Eh bien, ce n'est pas tout à fait vrai. Alors que j'étais dehors dans ma couchette la nuit dernière, les yeux dans le ciel étaient à la recherche de fermes de données secrètes : des transmissions révélatrices près du point de rosée. Vous pouvez faire beaucoup de choses avec les ventilateurs, le brouillard d’eau, la recirculation et les refroidisseurs, mais la thermodynamique est plutôt impitoyable. L’énergie du calcul doit bien sortir quelque part, et la combinaison de chaleur et de traces de terres rares est, en fin de compte, indéniable : une analyse médico-légale de la machine. Entre l'infrarouge de RITTER et la grille des contaminants atmosphériques EUROSUR, nous pouvons généralement trianguler n'importe quel processeur de plus de 25 kW. Il y a quelques mois, il a fallu près d'une semaine à l'équipe au sol pour localiser d'anciens analystes estoniens de Salesforce dont la cellule à Tallinn était froide comme la pierre. Il s'est avéré qu'ils acheminaient les gaz d'échappement de leur serveur à un kilomètre de la ville, mais nous y sommes finalement arrivés. Ce matin, les capteurs ont détecté des sources de chaleur suspectes en Pologne et en Slovénie. Cela pourrait être des générateurs, cela pourrait être des décharges thermiques. Je les rejoindrai une fois mon premier balayage terminé.

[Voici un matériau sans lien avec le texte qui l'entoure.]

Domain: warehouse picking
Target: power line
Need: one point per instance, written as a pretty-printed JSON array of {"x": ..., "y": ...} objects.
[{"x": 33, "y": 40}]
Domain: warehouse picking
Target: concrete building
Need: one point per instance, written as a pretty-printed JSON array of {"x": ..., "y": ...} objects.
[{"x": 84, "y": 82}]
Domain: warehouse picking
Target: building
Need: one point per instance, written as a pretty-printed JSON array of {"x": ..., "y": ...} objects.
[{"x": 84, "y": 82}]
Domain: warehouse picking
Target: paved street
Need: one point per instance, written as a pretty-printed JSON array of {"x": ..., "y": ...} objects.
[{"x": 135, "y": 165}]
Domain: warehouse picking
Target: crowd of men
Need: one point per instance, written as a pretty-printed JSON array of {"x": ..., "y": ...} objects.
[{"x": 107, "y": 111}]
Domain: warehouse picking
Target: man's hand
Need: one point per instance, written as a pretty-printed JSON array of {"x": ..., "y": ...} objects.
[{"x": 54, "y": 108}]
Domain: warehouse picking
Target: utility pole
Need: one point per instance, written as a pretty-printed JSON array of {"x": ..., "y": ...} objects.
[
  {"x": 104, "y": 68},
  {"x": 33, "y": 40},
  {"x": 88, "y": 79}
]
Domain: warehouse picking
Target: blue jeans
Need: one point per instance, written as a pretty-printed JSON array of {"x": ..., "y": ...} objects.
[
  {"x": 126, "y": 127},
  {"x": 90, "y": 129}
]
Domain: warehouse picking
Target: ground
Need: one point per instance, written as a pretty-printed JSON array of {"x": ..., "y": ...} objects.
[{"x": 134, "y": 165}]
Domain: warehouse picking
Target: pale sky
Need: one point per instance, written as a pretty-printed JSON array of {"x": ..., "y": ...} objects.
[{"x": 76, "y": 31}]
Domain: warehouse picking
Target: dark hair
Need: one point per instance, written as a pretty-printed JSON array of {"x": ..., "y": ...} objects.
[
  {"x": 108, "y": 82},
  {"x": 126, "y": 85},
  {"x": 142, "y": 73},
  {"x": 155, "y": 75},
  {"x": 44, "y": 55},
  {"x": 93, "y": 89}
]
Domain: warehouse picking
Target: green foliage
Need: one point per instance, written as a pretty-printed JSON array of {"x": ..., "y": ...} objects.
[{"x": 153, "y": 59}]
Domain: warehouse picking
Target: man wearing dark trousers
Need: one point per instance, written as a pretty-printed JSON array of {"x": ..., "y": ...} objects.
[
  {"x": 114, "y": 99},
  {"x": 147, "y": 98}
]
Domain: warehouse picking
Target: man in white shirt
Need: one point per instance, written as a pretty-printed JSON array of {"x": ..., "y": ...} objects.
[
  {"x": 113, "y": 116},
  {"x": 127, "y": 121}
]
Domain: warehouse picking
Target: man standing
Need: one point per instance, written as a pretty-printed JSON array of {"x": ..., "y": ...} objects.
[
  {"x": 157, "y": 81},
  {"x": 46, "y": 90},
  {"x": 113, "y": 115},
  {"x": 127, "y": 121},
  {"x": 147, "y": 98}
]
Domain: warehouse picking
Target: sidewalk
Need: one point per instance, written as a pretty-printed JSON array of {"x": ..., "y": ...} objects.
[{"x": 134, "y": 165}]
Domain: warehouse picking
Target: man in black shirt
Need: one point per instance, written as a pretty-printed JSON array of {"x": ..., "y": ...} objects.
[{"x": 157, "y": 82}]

Je n'ai pas toujours fait ce genre de travail, mais j'ai l'impression d'avoir été formé pour cela. Dès ma sortie de l'université, j'ai été entraîné dans l'avancée tardive des drones au Moyen-Orient : mon classement sur Steam a déclenché au moins trois robots de recrutement militaires différents, chacun pensant que j'étais apte au travail de reconnaissance à longue portée, bien qu'ils ne soient pas d'accord sur ce point. à quel service je dois postuler. En fin de compte, je me suis retrouvé à travailler sur une console au Camp Thunder Cove, classant les rayons de souffle des munitions russes et israéliennes aux frontières du califat, sans toujours savoir exactement quel service utilisait les données, mais en gardant quand même mes mesures à jour. Puis l'accident s'est produit, et tout le temps que j'avais passé à préparer l'espace de Voronoi pour les fourgons à dollars - ce que j'avais naïvement pensé que les gouvbots n'étaient pas au courant - est soudainement devenu intéressant pour UNDATA.